As mentioned, on the job harm can be caused by negligence on the part of the employee or the employer. Workers’ compensation insurance is important for a company to hold because they may be liable for paying medical bills or lost wages out of pocket when an employee is harmed on the clock, and just like with things like health insurance, we’d be forced to pay the full amount out of pocket if it weren’t for insurance coverage.

As mentioned, all states require employers to provide some type of workers’ compensation coverage, but some who may not be covered by this are freelance workers and those who are self-employed. Workers’ compensation insurance may still be valuable and can be obtained by these types of workers as well through insurance providers. Understanding what’s available to you and what laws your state has is important for both workers and employers.

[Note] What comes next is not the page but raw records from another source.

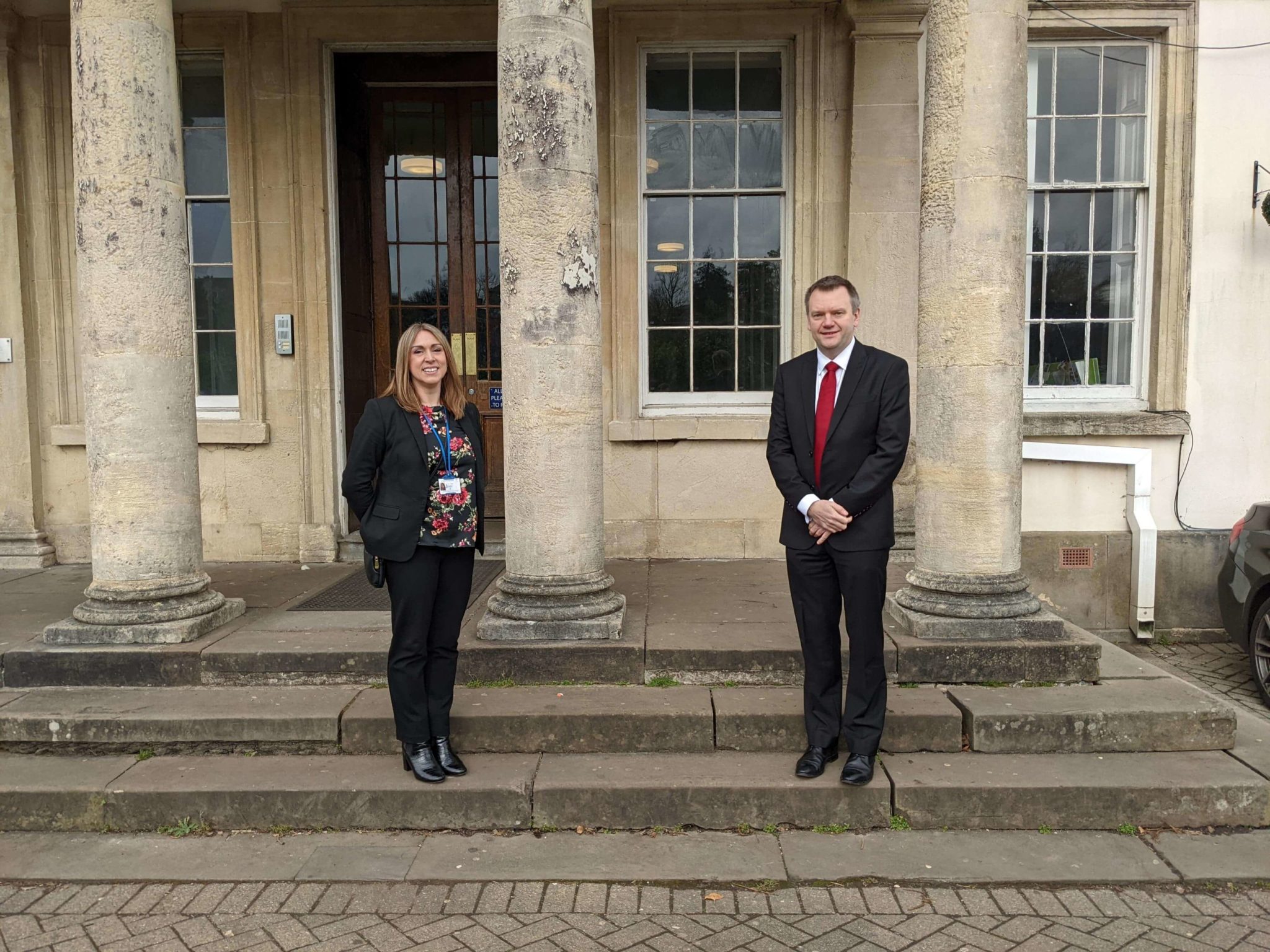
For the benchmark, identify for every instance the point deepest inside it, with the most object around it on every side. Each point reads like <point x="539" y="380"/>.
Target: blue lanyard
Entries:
<point x="445" y="443"/>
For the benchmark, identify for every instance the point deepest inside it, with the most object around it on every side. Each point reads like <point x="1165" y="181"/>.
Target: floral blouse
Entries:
<point x="450" y="521"/>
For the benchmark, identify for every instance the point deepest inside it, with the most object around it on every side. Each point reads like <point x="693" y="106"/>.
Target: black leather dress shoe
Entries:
<point x="858" y="770"/>
<point x="447" y="758"/>
<point x="813" y="760"/>
<point x="422" y="762"/>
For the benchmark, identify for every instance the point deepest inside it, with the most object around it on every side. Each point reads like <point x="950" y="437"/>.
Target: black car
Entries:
<point x="1244" y="592"/>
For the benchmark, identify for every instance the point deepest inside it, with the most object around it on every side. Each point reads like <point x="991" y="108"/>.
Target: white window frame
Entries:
<point x="1108" y="398"/>
<point x="220" y="407"/>
<point x="678" y="404"/>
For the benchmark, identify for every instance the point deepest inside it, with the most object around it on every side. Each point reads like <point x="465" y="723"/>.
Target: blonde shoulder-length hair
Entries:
<point x="402" y="387"/>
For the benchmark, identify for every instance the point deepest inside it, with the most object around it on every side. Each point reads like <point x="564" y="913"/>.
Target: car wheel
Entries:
<point x="1259" y="651"/>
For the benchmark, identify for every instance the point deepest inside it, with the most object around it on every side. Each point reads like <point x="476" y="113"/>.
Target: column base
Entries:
<point x="71" y="631"/>
<point x="25" y="550"/>
<point x="575" y="609"/>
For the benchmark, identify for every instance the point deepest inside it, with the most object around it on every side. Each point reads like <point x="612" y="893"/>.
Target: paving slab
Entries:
<point x="975" y="856"/>
<point x="1118" y="664"/>
<point x="558" y="719"/>
<point x="601" y="857"/>
<point x="149" y="856"/>
<point x="771" y="719"/>
<point x="1123" y="716"/>
<point x="711" y="791"/>
<point x="1077" y="791"/>
<point x="319" y="792"/>
<point x="63" y="716"/>
<point x="1235" y="856"/>
<point x="56" y="792"/>
<point x="1253" y="743"/>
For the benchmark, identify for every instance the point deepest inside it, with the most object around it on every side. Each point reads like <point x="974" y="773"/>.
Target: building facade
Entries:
<point x="340" y="168"/>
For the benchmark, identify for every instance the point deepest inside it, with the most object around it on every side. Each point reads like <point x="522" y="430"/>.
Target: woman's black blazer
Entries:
<point x="388" y="480"/>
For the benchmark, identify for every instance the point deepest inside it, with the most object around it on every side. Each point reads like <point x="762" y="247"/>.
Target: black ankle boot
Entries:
<point x="422" y="762"/>
<point x="447" y="758"/>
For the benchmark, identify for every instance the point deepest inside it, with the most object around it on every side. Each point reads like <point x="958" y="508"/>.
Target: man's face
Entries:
<point x="831" y="319"/>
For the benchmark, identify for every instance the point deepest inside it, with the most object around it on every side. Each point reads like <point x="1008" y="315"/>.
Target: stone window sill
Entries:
<point x="667" y="428"/>
<point x="210" y="433"/>
<point x="1130" y="423"/>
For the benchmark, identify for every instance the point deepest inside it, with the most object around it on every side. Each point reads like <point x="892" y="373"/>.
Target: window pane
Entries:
<point x="1113" y="287"/>
<point x="210" y="232"/>
<point x="214" y="299"/>
<point x="668" y="361"/>
<point x="1036" y="271"/>
<point x="667" y="227"/>
<point x="760" y="154"/>
<point x="1124" y="79"/>
<point x="1110" y="353"/>
<point x="418" y="275"/>
<point x="202" y="93"/>
<point x="1038" y="149"/>
<point x="714" y="155"/>
<point x="714" y="86"/>
<point x="1077" y="81"/>
<point x="1075" y="149"/>
<point x="1123" y="146"/>
<point x="206" y="167"/>
<point x="757" y="356"/>
<point x="761" y="86"/>
<point x="713" y="294"/>
<point x="1116" y="220"/>
<point x="1065" y="355"/>
<point x="1068" y="221"/>
<point x="711" y="227"/>
<point x="668" y="295"/>
<point x="758" y="226"/>
<point x="1067" y="287"/>
<point x="1041" y="81"/>
<point x="758" y="293"/>
<point x="667" y="163"/>
<point x="218" y="363"/>
<point x="417" y="215"/>
<point x="667" y="87"/>
<point x="714" y="358"/>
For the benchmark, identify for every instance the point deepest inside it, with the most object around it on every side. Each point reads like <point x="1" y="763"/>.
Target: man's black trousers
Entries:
<point x="824" y="582"/>
<point x="430" y="594"/>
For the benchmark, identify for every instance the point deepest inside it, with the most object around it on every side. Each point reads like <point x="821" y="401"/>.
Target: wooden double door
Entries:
<point x="432" y="200"/>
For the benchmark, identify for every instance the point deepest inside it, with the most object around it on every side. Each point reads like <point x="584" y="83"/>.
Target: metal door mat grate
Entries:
<point x="353" y="593"/>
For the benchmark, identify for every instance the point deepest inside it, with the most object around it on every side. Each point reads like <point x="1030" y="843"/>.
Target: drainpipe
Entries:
<point x="1142" y="524"/>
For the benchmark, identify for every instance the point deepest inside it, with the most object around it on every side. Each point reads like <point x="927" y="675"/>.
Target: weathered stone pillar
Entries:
<point x="136" y="346"/>
<point x="23" y="544"/>
<point x="968" y="579"/>
<point x="549" y="218"/>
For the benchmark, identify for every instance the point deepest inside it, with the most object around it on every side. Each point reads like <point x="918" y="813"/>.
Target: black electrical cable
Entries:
<point x="1181" y="470"/>
<point x="1146" y="40"/>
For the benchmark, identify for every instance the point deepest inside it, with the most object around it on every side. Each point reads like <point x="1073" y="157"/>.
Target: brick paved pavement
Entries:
<point x="553" y="917"/>
<point x="1221" y="667"/>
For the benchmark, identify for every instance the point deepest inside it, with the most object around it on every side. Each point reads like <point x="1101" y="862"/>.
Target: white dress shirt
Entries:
<point x="821" y="363"/>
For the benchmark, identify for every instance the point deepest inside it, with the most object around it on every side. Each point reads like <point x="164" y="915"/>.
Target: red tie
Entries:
<point x="825" y="412"/>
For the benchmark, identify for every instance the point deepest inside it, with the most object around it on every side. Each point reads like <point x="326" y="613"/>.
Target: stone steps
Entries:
<point x="630" y="791"/>
<point x="1122" y="716"/>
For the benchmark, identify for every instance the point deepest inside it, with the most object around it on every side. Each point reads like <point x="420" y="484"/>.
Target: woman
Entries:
<point x="415" y="478"/>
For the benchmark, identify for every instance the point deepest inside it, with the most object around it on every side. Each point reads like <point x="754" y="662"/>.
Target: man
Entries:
<point x="836" y="444"/>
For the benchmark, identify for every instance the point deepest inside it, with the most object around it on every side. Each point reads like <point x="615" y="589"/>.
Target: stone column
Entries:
<point x="136" y="342"/>
<point x="549" y="219"/>
<point x="969" y="337"/>
<point x="23" y="544"/>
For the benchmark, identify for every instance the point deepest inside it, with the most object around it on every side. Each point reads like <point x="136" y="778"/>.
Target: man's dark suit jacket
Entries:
<point x="863" y="454"/>
<point x="390" y="442"/>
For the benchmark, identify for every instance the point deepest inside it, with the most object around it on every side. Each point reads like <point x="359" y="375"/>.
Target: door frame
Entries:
<point x="331" y="178"/>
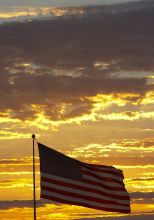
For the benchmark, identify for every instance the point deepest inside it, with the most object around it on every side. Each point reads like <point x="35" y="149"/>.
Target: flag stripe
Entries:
<point x="104" y="173"/>
<point x="84" y="192"/>
<point x="103" y="179"/>
<point x="105" y="169"/>
<point x="80" y="196"/>
<point x="66" y="180"/>
<point x="76" y="201"/>
<point x="83" y="186"/>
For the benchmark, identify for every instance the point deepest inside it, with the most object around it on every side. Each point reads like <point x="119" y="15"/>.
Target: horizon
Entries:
<point x="82" y="80"/>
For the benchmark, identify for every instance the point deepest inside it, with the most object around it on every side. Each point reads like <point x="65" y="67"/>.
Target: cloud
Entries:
<point x="55" y="64"/>
<point x="131" y="217"/>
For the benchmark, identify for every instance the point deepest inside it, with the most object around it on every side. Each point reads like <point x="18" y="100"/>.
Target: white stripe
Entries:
<point x="123" y="193"/>
<point x="72" y="199"/>
<point x="83" y="192"/>
<point x="88" y="177"/>
<point x="112" y="176"/>
<point x="104" y="168"/>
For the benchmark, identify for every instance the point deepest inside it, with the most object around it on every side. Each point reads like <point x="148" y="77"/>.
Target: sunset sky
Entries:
<point x="80" y="75"/>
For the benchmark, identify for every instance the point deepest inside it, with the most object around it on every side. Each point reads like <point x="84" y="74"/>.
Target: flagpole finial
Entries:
<point x="33" y="136"/>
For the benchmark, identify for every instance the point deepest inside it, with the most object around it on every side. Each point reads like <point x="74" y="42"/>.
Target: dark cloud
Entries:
<point x="130" y="217"/>
<point x="123" y="40"/>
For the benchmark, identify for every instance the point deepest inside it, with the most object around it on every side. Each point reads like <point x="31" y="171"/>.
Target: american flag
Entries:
<point x="67" y="180"/>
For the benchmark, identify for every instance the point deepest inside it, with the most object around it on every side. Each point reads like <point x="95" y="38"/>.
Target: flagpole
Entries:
<point x="34" y="193"/>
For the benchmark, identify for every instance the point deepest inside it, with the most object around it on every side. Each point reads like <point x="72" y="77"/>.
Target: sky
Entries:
<point x="81" y="78"/>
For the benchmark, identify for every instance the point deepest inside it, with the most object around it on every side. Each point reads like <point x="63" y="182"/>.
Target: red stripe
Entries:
<point x="96" y="168"/>
<point x="83" y="204"/>
<point x="123" y="197"/>
<point x="105" y="179"/>
<point x="79" y="196"/>
<point x="74" y="186"/>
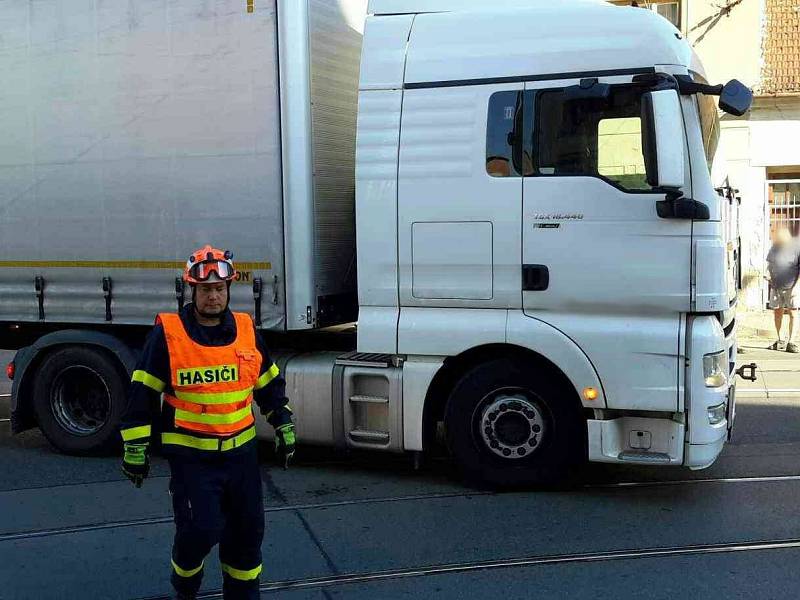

If you are injured or become ill on the job, you may have a workers’ compensation case at hand. Receiving the insurance compensation provided by employers for on the job injuries or illnesses often removes employers from any liability and leaves employees unable to sue for negligence on the job, so make sure you’re getting exactly what you deserve for the hardships you endured. Employers are required by law to provide a safe and healthy environment for employees, and if these standards aren’t upheld, you may need to take legal action against your employer to ensure your safety and the safety of others.

If you feel the workers’ compensation offered to you will not cover the damages done on the job, it is important to consider your options. Any injuries or illnesses you suffer at work that have been caused by negligence by your employer or by other employees should be looked at by a workers’ compensation attorney who understands the laws that cover employment in your state. These attorneys can assist you in making sure you receive exactly what you deserve and help hold your employer accountable for the negligence.

They’ll be able to give you more information about when to settle your case and when to negotiate for more compensation, based on your personal situation. Understanding what your rights are as a worker is important in every industry. You should be able to go to work every day knowing you and your family will be taken care of in the case of an accident.